The times to intubation were observed as 24 (5) (mean [SD]), 24 (6), and 22 (7) seconds, respectively. The estimated median differences of the intubation time between both lateral positions and the supine position were 2 (95% confidence interval: 0, 4) seconds (left/right lateral − supine). Upper limits of both confidence intervals for the differences in intubation time were below the noninferiority criterion of 10 seconds (Fig. 3). Intubation with the Airway Scope in either lateral position was not >10 seconds worse than in the supine position.
In addition, we found that intubation with the Airway Scope had comparable speed in the left-lateral and the right-lateral positions (Fig. 3). The mean of the intubation time for the right-lateral position was estimated as 0.5 (90% confidence interval: −1.5, 2.5) seconds longer as compared with the left-lateral position; the interval was entirely within the equivalency region (−10 to +10 seconds).
Table 2 shows the overall assessments of the intubation measures among the 3 positions. Overall intubation success rates were 100% for both lateral groups, and 98% for the supine position group (P > 0.99; Fisher exact test). However, the number of first, second, and third attempts at intubation for the supine group was different as compared with the right-lateral group (P = 0.004; Wilcoxon test). The number of intubation attempts was not different between the 2 lateral positions, nor between the supine position and the left-lateral position (P = 0.35 and P = 0.04, respectively, using Wilcoxon tests, as both values exceeded the Bonferroni-corrected significance level of 0.017). All failed attempts at intubation were attributed to the inability to position the introducer blade tip posterior to the epiglottis and consequently advance the blade into the vallecula.
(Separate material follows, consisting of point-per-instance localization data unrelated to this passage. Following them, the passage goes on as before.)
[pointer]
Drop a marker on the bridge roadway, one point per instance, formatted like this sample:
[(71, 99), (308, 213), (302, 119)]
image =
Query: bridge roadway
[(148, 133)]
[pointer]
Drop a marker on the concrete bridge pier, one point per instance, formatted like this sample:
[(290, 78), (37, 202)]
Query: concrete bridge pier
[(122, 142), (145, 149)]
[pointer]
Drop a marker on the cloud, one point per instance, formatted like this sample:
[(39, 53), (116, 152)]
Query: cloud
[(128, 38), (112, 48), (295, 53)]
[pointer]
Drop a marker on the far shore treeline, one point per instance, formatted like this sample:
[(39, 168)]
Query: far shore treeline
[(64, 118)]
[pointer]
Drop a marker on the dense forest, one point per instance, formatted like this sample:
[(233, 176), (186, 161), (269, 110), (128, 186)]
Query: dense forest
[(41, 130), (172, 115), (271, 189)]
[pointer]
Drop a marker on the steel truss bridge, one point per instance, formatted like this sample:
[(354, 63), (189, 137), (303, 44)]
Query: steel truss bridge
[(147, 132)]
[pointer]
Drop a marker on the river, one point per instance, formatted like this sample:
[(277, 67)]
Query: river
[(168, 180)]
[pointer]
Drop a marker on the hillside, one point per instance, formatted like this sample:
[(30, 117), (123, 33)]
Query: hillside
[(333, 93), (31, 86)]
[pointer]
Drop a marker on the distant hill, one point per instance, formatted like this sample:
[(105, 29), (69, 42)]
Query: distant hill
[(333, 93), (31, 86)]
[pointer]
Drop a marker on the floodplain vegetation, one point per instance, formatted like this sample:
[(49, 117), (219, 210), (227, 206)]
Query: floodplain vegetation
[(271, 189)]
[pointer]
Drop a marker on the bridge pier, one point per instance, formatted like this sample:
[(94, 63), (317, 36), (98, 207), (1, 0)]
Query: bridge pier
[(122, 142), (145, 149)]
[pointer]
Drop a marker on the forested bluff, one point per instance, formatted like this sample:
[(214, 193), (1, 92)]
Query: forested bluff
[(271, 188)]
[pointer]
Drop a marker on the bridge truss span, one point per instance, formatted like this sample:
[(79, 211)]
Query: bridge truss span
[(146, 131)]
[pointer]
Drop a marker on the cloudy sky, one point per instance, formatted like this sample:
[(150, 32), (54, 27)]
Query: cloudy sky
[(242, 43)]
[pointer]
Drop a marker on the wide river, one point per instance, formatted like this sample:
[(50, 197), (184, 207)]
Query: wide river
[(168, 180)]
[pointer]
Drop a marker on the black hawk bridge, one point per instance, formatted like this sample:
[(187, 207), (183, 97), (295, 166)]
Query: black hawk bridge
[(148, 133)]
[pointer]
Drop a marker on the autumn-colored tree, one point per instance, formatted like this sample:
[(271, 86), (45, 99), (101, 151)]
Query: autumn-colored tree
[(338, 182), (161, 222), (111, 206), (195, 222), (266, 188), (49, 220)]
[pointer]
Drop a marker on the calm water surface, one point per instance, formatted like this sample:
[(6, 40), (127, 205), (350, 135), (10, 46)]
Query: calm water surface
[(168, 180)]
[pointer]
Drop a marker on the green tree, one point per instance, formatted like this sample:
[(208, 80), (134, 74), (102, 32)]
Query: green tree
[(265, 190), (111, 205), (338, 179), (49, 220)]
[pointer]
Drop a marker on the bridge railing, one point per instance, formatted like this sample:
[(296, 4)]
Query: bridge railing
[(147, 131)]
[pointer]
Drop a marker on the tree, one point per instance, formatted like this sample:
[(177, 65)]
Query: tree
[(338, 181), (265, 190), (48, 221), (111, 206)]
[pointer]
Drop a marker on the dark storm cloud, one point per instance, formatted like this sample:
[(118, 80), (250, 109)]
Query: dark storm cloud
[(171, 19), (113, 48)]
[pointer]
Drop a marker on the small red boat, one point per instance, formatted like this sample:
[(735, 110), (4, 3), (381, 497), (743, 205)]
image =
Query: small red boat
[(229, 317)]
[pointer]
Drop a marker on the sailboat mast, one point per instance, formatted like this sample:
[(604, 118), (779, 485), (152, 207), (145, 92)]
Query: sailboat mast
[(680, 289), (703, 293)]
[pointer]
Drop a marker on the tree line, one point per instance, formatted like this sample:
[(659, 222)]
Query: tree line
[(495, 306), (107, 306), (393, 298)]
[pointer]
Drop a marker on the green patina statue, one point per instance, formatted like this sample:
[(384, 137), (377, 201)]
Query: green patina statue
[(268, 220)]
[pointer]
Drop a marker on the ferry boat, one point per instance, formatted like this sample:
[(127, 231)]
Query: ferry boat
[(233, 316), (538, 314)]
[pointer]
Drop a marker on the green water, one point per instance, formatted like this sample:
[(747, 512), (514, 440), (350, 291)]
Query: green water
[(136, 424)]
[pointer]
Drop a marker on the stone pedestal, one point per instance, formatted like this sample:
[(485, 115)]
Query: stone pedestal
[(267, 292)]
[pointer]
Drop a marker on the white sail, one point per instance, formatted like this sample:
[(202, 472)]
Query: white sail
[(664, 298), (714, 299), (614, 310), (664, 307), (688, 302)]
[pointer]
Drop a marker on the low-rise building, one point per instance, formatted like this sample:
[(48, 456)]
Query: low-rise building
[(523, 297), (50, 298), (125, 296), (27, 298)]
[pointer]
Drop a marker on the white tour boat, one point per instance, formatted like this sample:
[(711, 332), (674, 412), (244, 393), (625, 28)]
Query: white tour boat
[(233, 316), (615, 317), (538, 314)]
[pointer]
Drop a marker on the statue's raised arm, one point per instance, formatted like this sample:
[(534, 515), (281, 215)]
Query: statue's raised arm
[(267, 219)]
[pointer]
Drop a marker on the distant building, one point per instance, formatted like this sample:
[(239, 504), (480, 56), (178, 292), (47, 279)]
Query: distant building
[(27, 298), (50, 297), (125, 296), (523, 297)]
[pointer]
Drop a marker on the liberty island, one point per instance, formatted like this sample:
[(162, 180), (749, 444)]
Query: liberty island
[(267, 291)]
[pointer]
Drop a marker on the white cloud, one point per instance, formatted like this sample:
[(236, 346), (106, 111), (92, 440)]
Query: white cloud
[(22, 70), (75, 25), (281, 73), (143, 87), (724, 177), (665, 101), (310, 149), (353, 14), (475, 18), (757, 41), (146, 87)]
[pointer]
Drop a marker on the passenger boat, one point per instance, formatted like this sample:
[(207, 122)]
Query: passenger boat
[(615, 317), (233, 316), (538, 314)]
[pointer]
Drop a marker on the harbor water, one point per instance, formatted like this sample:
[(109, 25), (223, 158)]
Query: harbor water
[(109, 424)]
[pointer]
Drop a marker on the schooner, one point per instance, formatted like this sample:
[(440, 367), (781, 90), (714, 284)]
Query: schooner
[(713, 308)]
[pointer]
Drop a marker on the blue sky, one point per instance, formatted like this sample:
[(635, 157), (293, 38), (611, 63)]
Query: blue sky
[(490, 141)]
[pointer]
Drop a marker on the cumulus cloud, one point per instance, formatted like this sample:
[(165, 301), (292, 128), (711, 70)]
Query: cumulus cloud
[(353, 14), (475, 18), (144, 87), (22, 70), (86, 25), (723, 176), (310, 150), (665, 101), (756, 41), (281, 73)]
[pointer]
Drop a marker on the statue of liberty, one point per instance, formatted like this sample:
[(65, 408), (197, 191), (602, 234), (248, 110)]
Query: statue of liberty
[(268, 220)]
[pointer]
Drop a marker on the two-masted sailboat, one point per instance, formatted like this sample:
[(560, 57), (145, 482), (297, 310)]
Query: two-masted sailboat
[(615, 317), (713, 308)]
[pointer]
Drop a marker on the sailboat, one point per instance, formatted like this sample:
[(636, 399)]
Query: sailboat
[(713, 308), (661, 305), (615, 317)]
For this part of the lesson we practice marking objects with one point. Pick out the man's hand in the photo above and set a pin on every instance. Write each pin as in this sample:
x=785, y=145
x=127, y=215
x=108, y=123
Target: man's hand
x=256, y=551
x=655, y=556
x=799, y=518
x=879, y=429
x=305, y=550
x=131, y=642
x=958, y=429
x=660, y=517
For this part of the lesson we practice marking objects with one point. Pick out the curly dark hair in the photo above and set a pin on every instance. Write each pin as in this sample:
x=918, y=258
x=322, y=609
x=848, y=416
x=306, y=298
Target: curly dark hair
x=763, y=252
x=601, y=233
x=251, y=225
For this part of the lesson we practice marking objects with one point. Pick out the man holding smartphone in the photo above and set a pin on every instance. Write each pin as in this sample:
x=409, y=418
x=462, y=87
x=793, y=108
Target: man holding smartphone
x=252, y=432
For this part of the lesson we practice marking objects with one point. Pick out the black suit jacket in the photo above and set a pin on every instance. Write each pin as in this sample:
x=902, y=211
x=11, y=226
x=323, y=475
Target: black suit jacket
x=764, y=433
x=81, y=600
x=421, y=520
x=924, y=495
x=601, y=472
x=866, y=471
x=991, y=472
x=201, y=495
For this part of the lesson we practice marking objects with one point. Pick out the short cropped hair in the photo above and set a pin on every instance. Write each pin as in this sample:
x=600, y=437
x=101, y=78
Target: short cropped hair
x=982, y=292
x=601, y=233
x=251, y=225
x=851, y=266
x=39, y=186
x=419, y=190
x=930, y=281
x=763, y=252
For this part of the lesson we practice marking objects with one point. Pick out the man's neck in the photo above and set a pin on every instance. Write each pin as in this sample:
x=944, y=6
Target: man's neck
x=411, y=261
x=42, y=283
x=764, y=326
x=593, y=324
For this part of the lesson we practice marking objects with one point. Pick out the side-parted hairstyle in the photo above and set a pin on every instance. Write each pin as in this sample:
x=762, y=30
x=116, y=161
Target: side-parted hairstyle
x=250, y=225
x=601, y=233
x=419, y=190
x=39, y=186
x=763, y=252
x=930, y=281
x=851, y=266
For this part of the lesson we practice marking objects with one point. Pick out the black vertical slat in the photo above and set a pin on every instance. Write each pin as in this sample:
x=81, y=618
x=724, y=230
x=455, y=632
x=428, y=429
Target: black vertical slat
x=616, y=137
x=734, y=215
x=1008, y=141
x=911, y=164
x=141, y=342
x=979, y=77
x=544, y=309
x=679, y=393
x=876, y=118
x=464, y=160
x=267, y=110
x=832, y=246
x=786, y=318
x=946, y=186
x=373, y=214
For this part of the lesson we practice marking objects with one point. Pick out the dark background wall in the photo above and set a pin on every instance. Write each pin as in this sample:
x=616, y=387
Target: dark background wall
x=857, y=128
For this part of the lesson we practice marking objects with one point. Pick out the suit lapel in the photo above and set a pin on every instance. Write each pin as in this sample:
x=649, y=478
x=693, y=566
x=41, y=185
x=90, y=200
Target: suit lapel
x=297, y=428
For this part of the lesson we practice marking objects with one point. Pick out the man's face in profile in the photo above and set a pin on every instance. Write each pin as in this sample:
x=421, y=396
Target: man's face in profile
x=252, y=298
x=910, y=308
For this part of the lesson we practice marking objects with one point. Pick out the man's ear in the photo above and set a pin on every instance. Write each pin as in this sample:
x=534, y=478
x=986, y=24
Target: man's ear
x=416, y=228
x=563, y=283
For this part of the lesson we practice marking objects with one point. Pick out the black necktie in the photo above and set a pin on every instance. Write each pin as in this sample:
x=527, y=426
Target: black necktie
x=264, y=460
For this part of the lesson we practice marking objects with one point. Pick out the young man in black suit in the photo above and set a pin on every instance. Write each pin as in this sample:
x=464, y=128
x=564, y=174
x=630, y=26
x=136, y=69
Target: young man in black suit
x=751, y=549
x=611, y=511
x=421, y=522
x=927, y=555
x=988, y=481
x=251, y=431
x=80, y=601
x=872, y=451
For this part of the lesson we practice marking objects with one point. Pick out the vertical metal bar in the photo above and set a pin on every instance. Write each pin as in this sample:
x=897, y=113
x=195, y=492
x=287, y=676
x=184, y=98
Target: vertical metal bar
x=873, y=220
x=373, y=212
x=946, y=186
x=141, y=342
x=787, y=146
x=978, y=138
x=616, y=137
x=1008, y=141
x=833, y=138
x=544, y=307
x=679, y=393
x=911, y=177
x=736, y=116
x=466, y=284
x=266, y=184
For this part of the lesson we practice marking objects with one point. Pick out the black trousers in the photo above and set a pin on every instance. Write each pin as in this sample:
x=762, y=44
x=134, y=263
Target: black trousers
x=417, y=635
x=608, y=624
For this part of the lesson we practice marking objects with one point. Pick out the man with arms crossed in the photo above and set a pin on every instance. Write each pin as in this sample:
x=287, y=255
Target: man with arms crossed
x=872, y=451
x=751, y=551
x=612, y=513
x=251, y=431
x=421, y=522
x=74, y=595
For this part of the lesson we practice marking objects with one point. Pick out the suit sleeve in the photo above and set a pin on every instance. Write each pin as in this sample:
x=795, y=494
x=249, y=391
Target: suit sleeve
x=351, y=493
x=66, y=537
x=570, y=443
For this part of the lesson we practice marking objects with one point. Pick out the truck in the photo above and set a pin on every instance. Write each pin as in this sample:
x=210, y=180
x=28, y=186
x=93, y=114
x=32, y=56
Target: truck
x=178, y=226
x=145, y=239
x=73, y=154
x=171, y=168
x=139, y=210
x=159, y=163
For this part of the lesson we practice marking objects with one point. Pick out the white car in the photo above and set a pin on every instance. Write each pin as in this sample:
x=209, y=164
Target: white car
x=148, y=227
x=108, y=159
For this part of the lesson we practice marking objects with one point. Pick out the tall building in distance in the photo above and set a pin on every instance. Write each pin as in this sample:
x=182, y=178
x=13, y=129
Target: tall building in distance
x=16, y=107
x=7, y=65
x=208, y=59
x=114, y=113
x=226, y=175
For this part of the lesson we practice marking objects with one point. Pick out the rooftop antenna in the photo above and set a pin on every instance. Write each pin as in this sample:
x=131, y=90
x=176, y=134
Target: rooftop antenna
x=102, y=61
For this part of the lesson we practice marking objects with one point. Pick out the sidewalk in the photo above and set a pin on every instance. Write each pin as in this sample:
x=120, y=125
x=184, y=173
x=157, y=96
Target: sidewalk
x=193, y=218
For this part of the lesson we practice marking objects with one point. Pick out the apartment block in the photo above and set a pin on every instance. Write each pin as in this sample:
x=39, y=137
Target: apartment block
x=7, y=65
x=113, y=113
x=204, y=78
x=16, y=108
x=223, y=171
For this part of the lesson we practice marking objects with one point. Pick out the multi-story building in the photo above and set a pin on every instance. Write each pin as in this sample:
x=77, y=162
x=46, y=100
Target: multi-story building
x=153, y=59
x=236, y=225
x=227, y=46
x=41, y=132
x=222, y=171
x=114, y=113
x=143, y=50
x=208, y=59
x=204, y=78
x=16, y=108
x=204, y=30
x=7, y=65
Laryngoscopic views by Macintosh laryngoscopy, graded according to the modified Cormack-Lehane and POGO scoring systems, were not different between the 2 groups in the lateral positions (P = 0.57 and P = 0.68, respectively; Wilcoxon test). However, the modified Cormack-Lehane score by Macintosh laryngoscopy was better in the supine-position group than in the 2 lateral positions (both P < 0.001; Wilcoxon test). Glottic structures were not visible by Macintosh laryngoscopy (i.e., modified Cormack-Lehane grade 3a or higher) in 2 patients in the supine position, compared with 7 and 12 patients in the left- and right-lateral positions, respectively. POGO score by Macintosh laryngoscopy was also worse in the 2 lateral-position groups (both median of 20%) compared with the supine group (median of 70%) (both P values <0.0001; Wilcoxon test).
Intubation complications are listed in Table 3. No significant differences were observed in the occurrence of any of the listed complications. Lip injury occurred in 3, 2, and 4 patients in the left-lateral, right-lateral, and the supine positions, respectively (P = 0.46; Fisher exact test). Furthermore, mucosal trauma occurred in 3 patients in the right-lateral position and 2 patients in the supine position; no trauma was observed in the left-lateral group (P = 0.37; Fisher exact test). Desaturation (SpO2 <95%), dental injury, and esophageal intubation were not observed in any patients.
After 3 unsuccessful attempts, intubation was considered a failure. This occurred in a single patient who was assigned to supine intubation. This patient had a modified Cormack-Lehane grade 2a view and a POGO score of 70%, and was subsequently intubated with direct laryngoscopy using a size 3 Macintosh blade without difficulty.
We compared tracheal intubation with the Airway Scope in patients placed in left-lateral, right-lateral, and supine positions. Overall intubation success rates were similar in each position: 100% in the 2 lateral positions, and 98% in the supine position. Mean intubation times of <25 seconds were clinically acceptable and comparable in each of the 3 positions.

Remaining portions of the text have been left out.